Edited Date: 2008-11-06 09:53 am (UTC)

Date: 2008-11-06 11:41 am (UTC)
From: [identity profile] ephemera.livejournal.com
a) amen!
b) you're back in the interwebnets! hurray! It's good to hear from you.

Date: 2008-11-06 02:27 pm (UTC)
From: [identity profile] hsb.livejournal.com
It strikes me that the person you were arguing with has not understood that everyone on that post is using "privilege" the sociological term and not "privilege" the word as commonly used. Perhaps no one has ever explained to them that the two are different.

The first implies that the privileged person benefits from a series of assumptions by others about their motives, actions and background. The second implies that the privileged person got more-tangible benefits, probably based on the ability of someone to shell out money. Just because you lacked the second doesn't mean that you didn't benefit from the first.

So, for example, two people can have equal levels of (common-term) privilege, but because of (sociological) privilege, only one of them will be regarded with suspicion by passers-by who do not know them, for no reason other than that they have darker skin. See also the comment in Men In Black that the fancy car that drives itself came with a black dude, but it had to be changed because he kept getting pulled over.

I can't face pointing that out, however, so I'll post it here where everyone reading it already knows this shit *sigh*.
H

Date: 2008-11-06 10:20 pm (UTC)
From: [identity profile] apiphile.livejournal.com
TBH I'm not sure the person Shira was arguing with would understand the difference between the two unless you beat it into her with a stick. She's very invested in being hard-done-by and has a bad case of Only Gay In The Village syndrome as well.

Date: 2008-11-08 10:14 pm (UTC)
From: (Anonymous)
This is true. I've only read that one exchange and she seemed to be playing the Pythons' Yorkshireman sketch all by herself.
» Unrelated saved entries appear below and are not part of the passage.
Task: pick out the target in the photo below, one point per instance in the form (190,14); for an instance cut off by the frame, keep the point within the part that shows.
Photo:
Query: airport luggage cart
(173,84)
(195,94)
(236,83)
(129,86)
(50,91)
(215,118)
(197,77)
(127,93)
Not worth your time, Shira's or mine, I would say.

H

Date: 2008-11-08 10:15 pm (UTC)
From: [identity profile] hsb.livejournal.com
Oops, forgot I wasn't logged in yet.

Sorry

Date: 2008-11-06 03:11 pm (UTC)
From: [identity profile] gothhippiegrrl.livejournal.com
Well said. :)

Miss you, darling. Email me when you get a moment. :) Love you.

Date: 2008-11-06 03:39 pm (UTC)
From: [identity profile] hopeness.livejournal.com
Well said.

Date: 2008-11-06 11:05 pm (UTC)
From: [identity profile] in-thy-bounty.livejournal.com
Suffering Trumps - those are two words that are entering my vocabulary from right now.
(deleted comment)

Date: 2008-11-07 02:39 am (UTC)
From: [identity profile] redshira.livejournal.com
Hello, yes, Anwen has told me about you and your interesting braims :) Let mutual adding ensue!

well

Date: 2008-11-07 04:50 am (UTC)
From: [identity profile] discobabs.livejournal.com
sorry 2 b off-topic here --- but it is a relief to see you have landed safely. I have been off-line because my IP had gone belly up for over a week now with no relief soon... don't get the ranting started. I have had no internet, no phone and no cable and the bunnies are making me yank my hair madly.

Feeling like crrrrap too but oh well... lots to chat about. See you soon I hope, if my current IP signal holds.